Everybody says you’ve got to have a great drummer to have a great band, and you do, but you’ve also got to have a great manager. It’s no accident that U2 have a really terrific, smart manager. Even The Beatles. Every band that’s successful has somebody doing that job because if they don’t, they’re not going to make it. They’re not going to have the direction and they’re going to blow it. It’s a marriage. Those guys couldn’t have managed just anyone but Radiohead could not have done it on their own either.”

But before anything happened in America, and while they were still despondent from the relative failure of ‘Pop Is Dead’, success came from an unexpected source. “Luckily that’s exactly the time when ‘Creep’ got big in Israel,” says Nigel, “so we went out there. And that was when it was still a really dangerous place to go. There was fierce airport security. Lots of people with guns on the streets. It was weird, you’d chat to teenagers at the shows afterwards and say, ‘What have you got coming up?’ and they’d say, ‘Oh, I’m joining the army. I’ve got to do that for six months.’”

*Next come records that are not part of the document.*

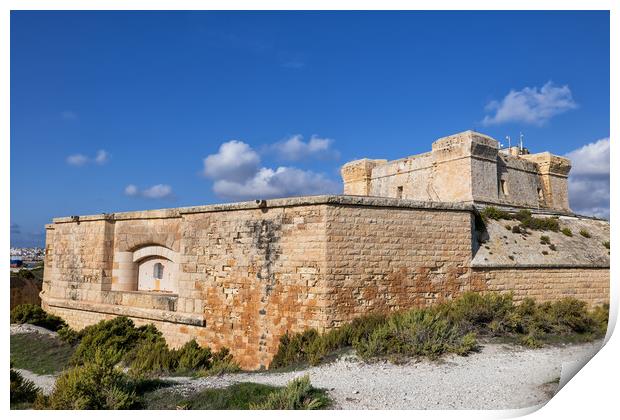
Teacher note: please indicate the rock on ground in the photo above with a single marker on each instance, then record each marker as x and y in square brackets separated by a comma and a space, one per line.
[29, 328]
[498, 377]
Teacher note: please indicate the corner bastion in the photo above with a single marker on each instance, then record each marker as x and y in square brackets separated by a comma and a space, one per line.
[241, 275]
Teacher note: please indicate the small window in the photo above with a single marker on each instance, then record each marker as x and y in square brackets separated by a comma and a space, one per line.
[504, 186]
[158, 271]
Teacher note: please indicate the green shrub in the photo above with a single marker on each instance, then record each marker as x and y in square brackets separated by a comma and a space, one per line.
[477, 312]
[297, 395]
[450, 327]
[143, 350]
[35, 315]
[115, 337]
[193, 357]
[585, 233]
[222, 362]
[312, 347]
[416, 333]
[96, 385]
[151, 357]
[545, 223]
[22, 390]
[69, 335]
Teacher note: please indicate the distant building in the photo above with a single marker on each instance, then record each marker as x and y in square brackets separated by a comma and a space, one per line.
[16, 262]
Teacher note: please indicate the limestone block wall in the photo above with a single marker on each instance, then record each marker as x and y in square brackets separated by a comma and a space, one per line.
[413, 175]
[548, 283]
[384, 258]
[522, 182]
[465, 167]
[78, 259]
[260, 273]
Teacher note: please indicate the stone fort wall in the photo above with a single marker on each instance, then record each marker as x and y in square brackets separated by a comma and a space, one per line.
[249, 272]
[467, 167]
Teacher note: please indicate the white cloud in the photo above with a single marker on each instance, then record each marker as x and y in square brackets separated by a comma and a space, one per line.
[68, 115]
[131, 190]
[530, 105]
[588, 182]
[77, 160]
[283, 182]
[237, 173]
[102, 157]
[159, 191]
[235, 161]
[295, 148]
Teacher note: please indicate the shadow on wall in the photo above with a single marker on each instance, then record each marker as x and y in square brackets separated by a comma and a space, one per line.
[25, 291]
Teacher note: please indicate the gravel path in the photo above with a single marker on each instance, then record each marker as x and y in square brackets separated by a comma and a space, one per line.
[29, 328]
[45, 382]
[498, 377]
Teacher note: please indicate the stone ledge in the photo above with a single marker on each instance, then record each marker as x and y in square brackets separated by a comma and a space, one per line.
[152, 314]
[540, 266]
[347, 200]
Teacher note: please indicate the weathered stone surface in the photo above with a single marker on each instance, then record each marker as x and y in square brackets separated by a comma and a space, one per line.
[466, 167]
[241, 275]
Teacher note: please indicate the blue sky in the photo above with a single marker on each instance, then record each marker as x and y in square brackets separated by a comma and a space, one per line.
[118, 111]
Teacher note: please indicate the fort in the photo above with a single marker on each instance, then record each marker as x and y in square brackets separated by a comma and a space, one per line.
[405, 233]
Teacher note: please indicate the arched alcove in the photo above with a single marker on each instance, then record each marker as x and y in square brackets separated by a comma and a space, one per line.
[156, 274]
[151, 268]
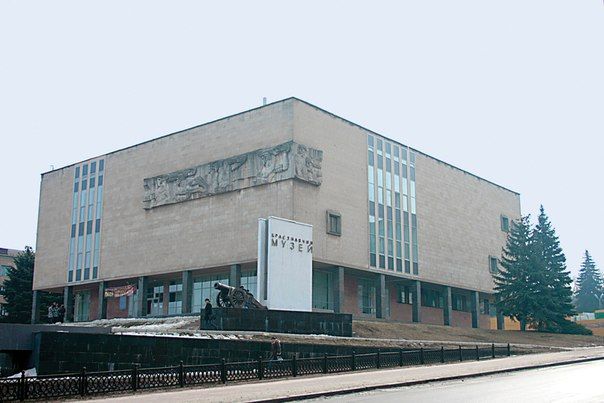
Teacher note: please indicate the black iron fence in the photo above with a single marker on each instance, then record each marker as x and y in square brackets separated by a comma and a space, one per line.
[89, 383]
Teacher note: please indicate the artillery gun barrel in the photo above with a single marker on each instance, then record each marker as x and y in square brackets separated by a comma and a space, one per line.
[223, 287]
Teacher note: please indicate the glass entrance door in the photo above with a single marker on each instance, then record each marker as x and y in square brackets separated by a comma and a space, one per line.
[155, 300]
[82, 306]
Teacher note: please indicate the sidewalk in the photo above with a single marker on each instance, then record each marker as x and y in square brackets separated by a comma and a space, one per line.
[314, 386]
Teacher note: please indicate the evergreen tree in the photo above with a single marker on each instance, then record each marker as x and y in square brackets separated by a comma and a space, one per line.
[554, 281]
[515, 283]
[18, 290]
[590, 286]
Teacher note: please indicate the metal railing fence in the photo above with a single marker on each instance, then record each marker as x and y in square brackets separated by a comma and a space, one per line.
[90, 383]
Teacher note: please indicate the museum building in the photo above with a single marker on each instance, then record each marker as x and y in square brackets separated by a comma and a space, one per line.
[396, 234]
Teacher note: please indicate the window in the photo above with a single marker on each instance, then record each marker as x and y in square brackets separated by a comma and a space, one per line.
[505, 224]
[459, 302]
[249, 281]
[405, 295]
[123, 300]
[493, 264]
[175, 298]
[485, 307]
[334, 223]
[366, 297]
[432, 298]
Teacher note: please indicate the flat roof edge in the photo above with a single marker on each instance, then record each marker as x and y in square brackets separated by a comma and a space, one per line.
[274, 103]
[398, 142]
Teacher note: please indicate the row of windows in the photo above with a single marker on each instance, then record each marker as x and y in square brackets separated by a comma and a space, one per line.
[87, 209]
[392, 206]
[435, 299]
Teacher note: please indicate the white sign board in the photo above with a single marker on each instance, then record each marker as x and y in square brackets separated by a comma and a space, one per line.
[285, 264]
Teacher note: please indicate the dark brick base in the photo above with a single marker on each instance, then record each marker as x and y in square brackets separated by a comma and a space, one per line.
[333, 324]
[68, 352]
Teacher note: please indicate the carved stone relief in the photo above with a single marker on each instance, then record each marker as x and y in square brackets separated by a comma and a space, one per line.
[285, 161]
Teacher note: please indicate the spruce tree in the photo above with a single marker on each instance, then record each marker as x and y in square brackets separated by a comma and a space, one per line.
[18, 290]
[554, 281]
[590, 286]
[515, 283]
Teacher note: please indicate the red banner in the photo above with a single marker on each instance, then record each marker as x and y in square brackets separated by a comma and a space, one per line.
[123, 291]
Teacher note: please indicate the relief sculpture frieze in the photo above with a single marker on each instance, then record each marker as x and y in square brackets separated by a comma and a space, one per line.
[285, 161]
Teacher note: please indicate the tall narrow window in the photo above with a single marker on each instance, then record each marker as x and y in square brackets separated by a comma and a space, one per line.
[505, 224]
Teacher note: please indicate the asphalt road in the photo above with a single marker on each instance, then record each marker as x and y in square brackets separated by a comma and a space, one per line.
[569, 383]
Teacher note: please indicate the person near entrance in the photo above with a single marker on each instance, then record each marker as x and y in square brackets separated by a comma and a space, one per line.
[208, 316]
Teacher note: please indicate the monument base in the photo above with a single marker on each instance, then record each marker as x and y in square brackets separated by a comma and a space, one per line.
[269, 320]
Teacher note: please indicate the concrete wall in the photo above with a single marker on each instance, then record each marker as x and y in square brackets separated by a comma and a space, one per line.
[458, 213]
[344, 187]
[459, 224]
[207, 232]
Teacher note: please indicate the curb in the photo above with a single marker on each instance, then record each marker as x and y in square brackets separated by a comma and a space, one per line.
[423, 381]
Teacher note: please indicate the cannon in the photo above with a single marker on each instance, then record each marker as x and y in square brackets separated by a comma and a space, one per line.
[232, 297]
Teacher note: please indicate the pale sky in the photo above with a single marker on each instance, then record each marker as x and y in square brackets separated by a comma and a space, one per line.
[512, 91]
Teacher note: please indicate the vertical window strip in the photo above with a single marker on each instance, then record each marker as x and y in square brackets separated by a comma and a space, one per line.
[371, 195]
[87, 194]
[414, 241]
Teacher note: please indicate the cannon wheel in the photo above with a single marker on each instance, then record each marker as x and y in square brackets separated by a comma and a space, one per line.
[238, 297]
[223, 302]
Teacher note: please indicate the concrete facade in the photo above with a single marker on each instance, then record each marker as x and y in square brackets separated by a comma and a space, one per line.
[458, 218]
[7, 257]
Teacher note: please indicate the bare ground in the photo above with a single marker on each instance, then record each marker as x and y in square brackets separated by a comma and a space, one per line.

As it was such a small country, individual DJs had a great deal of power in Israel. When their equivalent of John Peel got hold of ‘Creep’ and started playing it all the time, it became a big hit. In Israel, all of a sudden, they were pop stars.

“I think the fact that very few people played gigs there helped,” says Nigel. “All the gigs were sold out and we got treated really well. You can tell when a band gets successful because even the crew gets treated well. That came immediately after the ‘Pop Is Dead’ tour when everyone was down and [Israel] picked everybody up again. From there, there was a European tour and that went straight into a US tour. That was good for the band because it didn’t give everybody a chance to dwell on ‘Pop Is Dead’ doing a bit shit. It was
just a case of, ‘More stuff to do, forget about that, carry on!’”

Before the first gig in Israel, they were approached by a fan asking if he could play the bass on ‘Creep’. It was their first indication of a different kind of fan than they’d had before. They were taken aback but Colin cautiously let him take over at the soundcheck. He realised what it would have meant for him to be able to play bass on one of New Order’s songs. That night there was an air of hysteria in the crowd before they even went onstage. When Thom leaned into the audience halfway through a song, he had clumps of hair pulled out by over-enthusiastic fans and his favourite bangle broken around his wrist. It was unlike anything they’d experienced in the UK. They had 1,200 people at their biggest gig and they were told that there would have been more but Israel’s equivalent of Glastonbury was happening at the same time. ‘Creep’ eventually went to Number 1 in that territory and
Pablo Honey
peaked at Number 2. For Thom, it was simply proof that if people got to hear his songs then they would like them.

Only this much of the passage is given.